Wenzhou Institute, University of Chinese Academy of Science,Wenzhou, Zhejiang 325000, China.
Oujiang Laboratory, Longwan District, Wenzhou, Zhejiang 325001, China.
J Phys Chem B. 2022 Aug 25;126(33):6171-6179. doi: 10.1021/acs.jpcb.2c03976. Epub 2022 Aug 10.

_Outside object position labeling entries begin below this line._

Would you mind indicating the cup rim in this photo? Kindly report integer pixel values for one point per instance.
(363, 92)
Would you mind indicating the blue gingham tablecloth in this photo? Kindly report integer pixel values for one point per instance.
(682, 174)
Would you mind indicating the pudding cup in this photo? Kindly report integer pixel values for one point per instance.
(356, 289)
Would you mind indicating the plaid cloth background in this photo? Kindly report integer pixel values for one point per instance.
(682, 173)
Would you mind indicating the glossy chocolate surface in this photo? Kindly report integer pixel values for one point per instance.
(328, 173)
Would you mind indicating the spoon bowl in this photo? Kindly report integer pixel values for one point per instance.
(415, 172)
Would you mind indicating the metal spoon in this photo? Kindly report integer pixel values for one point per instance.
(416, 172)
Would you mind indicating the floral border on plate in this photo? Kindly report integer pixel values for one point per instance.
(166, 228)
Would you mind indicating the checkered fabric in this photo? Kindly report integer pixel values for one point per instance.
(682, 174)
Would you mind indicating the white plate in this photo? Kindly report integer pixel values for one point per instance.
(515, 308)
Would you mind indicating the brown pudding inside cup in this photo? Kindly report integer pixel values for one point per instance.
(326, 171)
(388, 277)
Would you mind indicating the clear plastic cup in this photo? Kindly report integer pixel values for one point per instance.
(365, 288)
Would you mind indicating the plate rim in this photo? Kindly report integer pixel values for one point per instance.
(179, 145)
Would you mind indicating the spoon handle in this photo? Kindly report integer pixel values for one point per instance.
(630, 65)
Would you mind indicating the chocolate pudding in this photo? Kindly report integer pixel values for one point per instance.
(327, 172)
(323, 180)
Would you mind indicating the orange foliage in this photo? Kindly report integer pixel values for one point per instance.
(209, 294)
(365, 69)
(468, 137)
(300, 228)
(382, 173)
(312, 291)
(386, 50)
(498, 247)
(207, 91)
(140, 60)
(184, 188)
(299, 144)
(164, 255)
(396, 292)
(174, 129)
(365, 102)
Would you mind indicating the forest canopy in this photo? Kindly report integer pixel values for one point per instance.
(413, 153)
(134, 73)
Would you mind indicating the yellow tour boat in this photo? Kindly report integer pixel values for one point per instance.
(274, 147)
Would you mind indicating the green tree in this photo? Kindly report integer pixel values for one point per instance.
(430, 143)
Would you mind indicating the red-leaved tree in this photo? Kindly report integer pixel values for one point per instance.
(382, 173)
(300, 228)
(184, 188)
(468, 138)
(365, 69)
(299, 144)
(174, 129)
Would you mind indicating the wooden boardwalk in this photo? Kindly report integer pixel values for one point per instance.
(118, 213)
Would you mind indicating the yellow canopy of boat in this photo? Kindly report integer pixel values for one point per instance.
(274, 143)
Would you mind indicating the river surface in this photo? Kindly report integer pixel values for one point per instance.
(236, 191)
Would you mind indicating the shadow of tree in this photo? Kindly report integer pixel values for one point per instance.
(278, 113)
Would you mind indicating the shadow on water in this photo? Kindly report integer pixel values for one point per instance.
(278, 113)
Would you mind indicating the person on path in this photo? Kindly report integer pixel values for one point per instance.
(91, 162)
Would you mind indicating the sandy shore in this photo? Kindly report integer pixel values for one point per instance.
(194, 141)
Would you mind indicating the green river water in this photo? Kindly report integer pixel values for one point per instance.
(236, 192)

The rate at which a Brownian particle confined in a closed space escapes from the space by passing through a narrow passage is called the escape rate. The escape rate is relevant to many diffusion limited processes in polymer and colloidal systems, such as colloidal aggregation, polymerization reaction, polymer translocation through a membrane, etc. Here, we propose a variational principle to calculate the escape rate of complex molecules doing Brownian motion in a multi-dimensional phase space. We propose a regional minimization method in which we divide the whole phase space into regions, conduct the minimization for each region, and combine the results to get the minimum in the entire space. As an example, we discuss (1) the escape rate of a point particle that escapes from a confinement passing through a long corridor and (2) the escape rate of a rod-like particle that escapes through a small hole made in the wall of the confinement.
在封闭空间中,布朗粒子通过狭窄通道逃离空间的速度称为逃逸率。逃逸率与聚合物和胶体系统中的许多扩散限制过程有关,例如胶体聚集、聚合反应、聚合物通过膜的易位等。在这里,我们提出了一种变分原理来计算在多维相空间中做布朗运动的复杂分子的逃逸率。我们提出了一种区域最小化方法,其中我们将整个相空间划分为区域,对每个区域进行最小化,并结合结果得到整个空间中的最小值。作为一个例子,我们讨论了(1)点粒子通过长通道从限制中逃逸的逃逸率,以及(2)棒状粒子通过限制壁上的小孔逃逸的逃逸率。